As you might have guessed, all these techniques are time consuming and might honestly be more stressful/painful to the dog than it's worth if they're really heavily matted. Sometimes the best thing you can do is shave the dog down short, if you have electric clippers. Poodle mixes can be notoriously prone to mats, so a shorter coat can make it easier to maintain long-term as well. Heck, I keep my pure poodle short most of the time, because brushing out his entire coat daily is a pain.
 

·
Registered
Joined
·
544 Posts
The best defense to prevent mats is a regular brushing/combing sessions.

Do not bathe the dog without brushing first. The water will aggravate the mats. DaySleepers has given you sound suggestions to remove the mats.

I offer methods to prevent them. My mini-schnauzer has long hair on his furnishings which are prone to collecting anything during our walks. I keep a constant eye on him for collected debris and remove when found.
Preventative is a weekly grooming session that begins with a 20 tooth deshedding comb, followed with a slicker brush, then finish with a greyhound comb. If a mat is found, I begin working it loose from the end of the hair towards the skin (outside to inside). If the mat is stubborn or in a sensitive location.....I will just cut it off.

This takes about 30 minutes each week. The additional tasks handled at this time are toenail trim and teeth brush
 

·
Registered
Joined
·
1,449 Posts
As mentioned, bathing a matted dog will just make things worse. Using a grooming spray, or even conditioner diluted with water, to wet the mats and then carefully teasing them out using the dematting tool DaySleepers mentions, or even just a comb or slicker brush will work if the mats aren't too bad.

If the dog is completely matted, then they will need to be clipped down completely with clippers. It's much kinder to the dog to get the matted coat off quickly than it is to spend hours pulling and tugging with a comb. I worked for a vet many years ago, and clipped down more than one dog who's entire coat came off in basically one piece, it was so matted.

Even if he's not completely cut down, using clippers to remove the worst of the mats is generally safer than using scissors to cut them out. If you do use scissors, then put your comb between the mat and the dog's skin, to avoid cutting the dog.
 

·
Registered
Joined
·
3 Posts
Discussion Starter #6
As mentioned, bathing a matted dog will just make things worse. Using a grooming spray, or even conditioner diluted with water, to wet the mats and then carefully teasing them out using the dematting tool DaySleepers mentions, or even just a comb or slicker brush will work if the mats aren't too bad.

If the dog is completely matted, then they will need to be clipped down completely with clippers. It's much kinder to the dog to get the matted coat off quickly than it is to spend hours pulling and tugging with a comb.

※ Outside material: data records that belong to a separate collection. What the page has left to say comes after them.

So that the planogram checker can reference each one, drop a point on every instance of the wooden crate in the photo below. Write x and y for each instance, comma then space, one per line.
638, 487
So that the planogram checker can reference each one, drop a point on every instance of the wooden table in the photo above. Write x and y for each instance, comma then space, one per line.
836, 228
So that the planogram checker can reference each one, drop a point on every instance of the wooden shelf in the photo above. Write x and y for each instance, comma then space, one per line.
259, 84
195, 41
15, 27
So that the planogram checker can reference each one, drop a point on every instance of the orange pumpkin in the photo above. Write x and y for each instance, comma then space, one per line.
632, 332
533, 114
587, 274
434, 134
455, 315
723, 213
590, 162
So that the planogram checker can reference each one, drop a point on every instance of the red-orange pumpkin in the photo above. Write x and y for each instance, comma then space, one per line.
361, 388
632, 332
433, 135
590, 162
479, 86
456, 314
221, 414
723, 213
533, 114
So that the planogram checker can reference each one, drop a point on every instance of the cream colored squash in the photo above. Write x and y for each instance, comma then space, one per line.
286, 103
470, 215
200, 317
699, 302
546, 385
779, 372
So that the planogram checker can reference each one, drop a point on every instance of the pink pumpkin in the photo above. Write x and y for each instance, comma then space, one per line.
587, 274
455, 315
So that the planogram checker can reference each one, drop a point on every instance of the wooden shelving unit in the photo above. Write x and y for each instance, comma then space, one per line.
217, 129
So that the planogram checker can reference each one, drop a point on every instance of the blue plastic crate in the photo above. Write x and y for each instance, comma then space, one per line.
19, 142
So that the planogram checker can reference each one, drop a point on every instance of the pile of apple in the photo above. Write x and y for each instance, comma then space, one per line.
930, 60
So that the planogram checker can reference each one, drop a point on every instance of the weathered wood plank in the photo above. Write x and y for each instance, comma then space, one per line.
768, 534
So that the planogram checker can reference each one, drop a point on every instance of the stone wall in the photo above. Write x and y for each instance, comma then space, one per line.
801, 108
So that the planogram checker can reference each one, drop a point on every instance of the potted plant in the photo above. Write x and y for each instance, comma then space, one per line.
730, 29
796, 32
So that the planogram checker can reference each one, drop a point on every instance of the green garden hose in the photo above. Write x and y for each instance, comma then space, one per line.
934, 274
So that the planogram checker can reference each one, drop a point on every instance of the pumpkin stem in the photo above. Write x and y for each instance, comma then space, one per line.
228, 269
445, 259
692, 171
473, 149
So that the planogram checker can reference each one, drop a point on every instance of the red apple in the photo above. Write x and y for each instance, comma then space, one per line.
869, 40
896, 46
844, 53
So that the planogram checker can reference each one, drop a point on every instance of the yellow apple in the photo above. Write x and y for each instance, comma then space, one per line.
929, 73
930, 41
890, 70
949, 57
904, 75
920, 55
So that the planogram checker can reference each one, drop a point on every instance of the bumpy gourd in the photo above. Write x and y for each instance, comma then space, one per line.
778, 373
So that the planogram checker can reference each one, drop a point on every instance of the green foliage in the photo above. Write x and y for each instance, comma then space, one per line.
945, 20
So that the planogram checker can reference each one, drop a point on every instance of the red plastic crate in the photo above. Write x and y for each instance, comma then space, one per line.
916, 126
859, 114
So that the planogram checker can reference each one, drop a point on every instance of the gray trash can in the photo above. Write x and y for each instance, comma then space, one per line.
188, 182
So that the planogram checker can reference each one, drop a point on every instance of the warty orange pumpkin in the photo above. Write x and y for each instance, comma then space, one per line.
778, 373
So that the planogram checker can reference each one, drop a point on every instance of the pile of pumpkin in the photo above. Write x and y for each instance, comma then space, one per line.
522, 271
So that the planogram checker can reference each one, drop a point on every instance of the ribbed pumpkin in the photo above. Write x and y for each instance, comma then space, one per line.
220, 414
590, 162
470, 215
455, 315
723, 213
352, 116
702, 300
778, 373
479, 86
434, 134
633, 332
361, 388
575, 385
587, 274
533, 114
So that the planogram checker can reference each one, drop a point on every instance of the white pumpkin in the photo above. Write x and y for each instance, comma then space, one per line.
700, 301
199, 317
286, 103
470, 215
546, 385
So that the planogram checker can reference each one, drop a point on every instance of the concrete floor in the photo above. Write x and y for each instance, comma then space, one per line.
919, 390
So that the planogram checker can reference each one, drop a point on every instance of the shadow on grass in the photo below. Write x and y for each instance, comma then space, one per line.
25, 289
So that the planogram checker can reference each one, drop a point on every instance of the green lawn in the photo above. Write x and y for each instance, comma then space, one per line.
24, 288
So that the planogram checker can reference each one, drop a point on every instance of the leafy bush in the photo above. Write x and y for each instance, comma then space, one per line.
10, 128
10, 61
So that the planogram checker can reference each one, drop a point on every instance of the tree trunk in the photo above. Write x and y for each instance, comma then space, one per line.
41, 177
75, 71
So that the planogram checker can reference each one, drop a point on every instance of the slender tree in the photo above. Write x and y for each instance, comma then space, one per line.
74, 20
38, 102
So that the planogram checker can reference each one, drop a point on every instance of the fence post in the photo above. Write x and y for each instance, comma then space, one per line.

I worked for a vet many years ago, and clipped down more than one dog who's entire coat came off in basically one piece, it was so matted.

Even if he's not completely cut down, using clippers to remove the worst of the mats is generally safer than using scissors to cut them out. If you do use scissors, then put your comb between the mat and the dog's skin, to avoid cutting the dog.
The Aussiedoodle isn't completely matted, but he is matted on his stomach, armpits, and in the inside of his legs.
 

·
Registered
Joined
·
1,449 Posts
Those are really sensitive places to be working out mats. Cutting them (or at least the worst ones) out would probably be the best option.